The Golden Knights have their own goals, including maintaining a balanced offensive attack without forward Max Pacioretty, who will be out for the third straight game after leading Vegas with 66 points (32 goals, 34 assists) in the regular season.
“He’s really close,” DeBoer said. “That’s all I can tell you for now. I said he was on the horizon last time we talked about him, and he’s closer than that this time.”
Bednar wouldn’t reveal if Philipp Grubauer or Pavel Francouz would start in goal, but DeBoer said his opinion of the Avalanche doesn’t change whoever it is.
“They’ve got it all,” DeBoer said. “They’ve got depth, they’ve got superstars at different positions. They can score. They defend better than people give them credit for; they’re actually one of the better defending teams in the League, and you combine that with their offense, they’re loaded. It’s going to be a great test for us.”
Philadelphia, which finished with the fourth-best points percentage in the East during the regular season (.645), will be without forward Jakub Voracek against Tampa Bay at Scotiabank Arena.
“Jake’s got a unique skill set, a veteran guy that’s been around, played in some big games,” Flyers defenseman Matt Niskanen said. “We’ll welcome him when he comes back, and in the meantime keep chugging forward with the guys we have.”
The Lightning will be without forward Steven Stamkos for the third straight game. He sustained a lower-body injury before training camp began July 13 and remains questionable for the start of the first round.
“Injuries are unpredictable,” Tampa Bay coach Jon Cooper said. “If there’s somebody that is working harder than him to try to get back, I have not seen it.”
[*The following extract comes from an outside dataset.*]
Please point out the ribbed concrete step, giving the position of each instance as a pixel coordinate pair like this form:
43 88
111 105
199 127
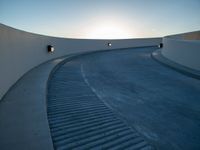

The Lightning went 2-0-0 against the Flyers during the regular season, when they finished second in the East in points percentage (.657) behind the Boston Bruins (.714). They have played a more physical style than past seasons with the additions of defenseman Zach Bogosian and forwards Pat Maroon, Barclay Goodrow and Blake Coleman.
“Tampa Bay has gotten a little bit grittier,” Philadelphia coach Alain Vigneault said. “Obviously, they are a highly skilled team, but they can play any type of hockey. We’re going to have to be ready for it.”
The Flyers and Lightning were scheduled to play in Tampa Bay on March 12, the day the NHL paused the season due to concerns surrounding the coronavirus. At the time, Philadelphia had won nine of its previous 10 games, and Cooper said he viewed the matchup as a measuring stick for his team. He still has that view after watching the Flyers during the round-robin.
“Clearly, they’re rolling so it’s going to be a really good test for us,” he said. “They’re an explosive team, they’re a dynamic team. They’ve got the kid in net (Carter Hart) who’s really matured. They’ve just matured as a team.”
The round-robin will end Sunday with the Bruins (0-2-0) and Washington Capitals (0-1-1; .652 regular-season points percentage) playing for the No. 3 seed in the East, and the Blues (0-2-0) and Dallas Stars (0-2-0; .594) facing off for the No. 3 seed in the West.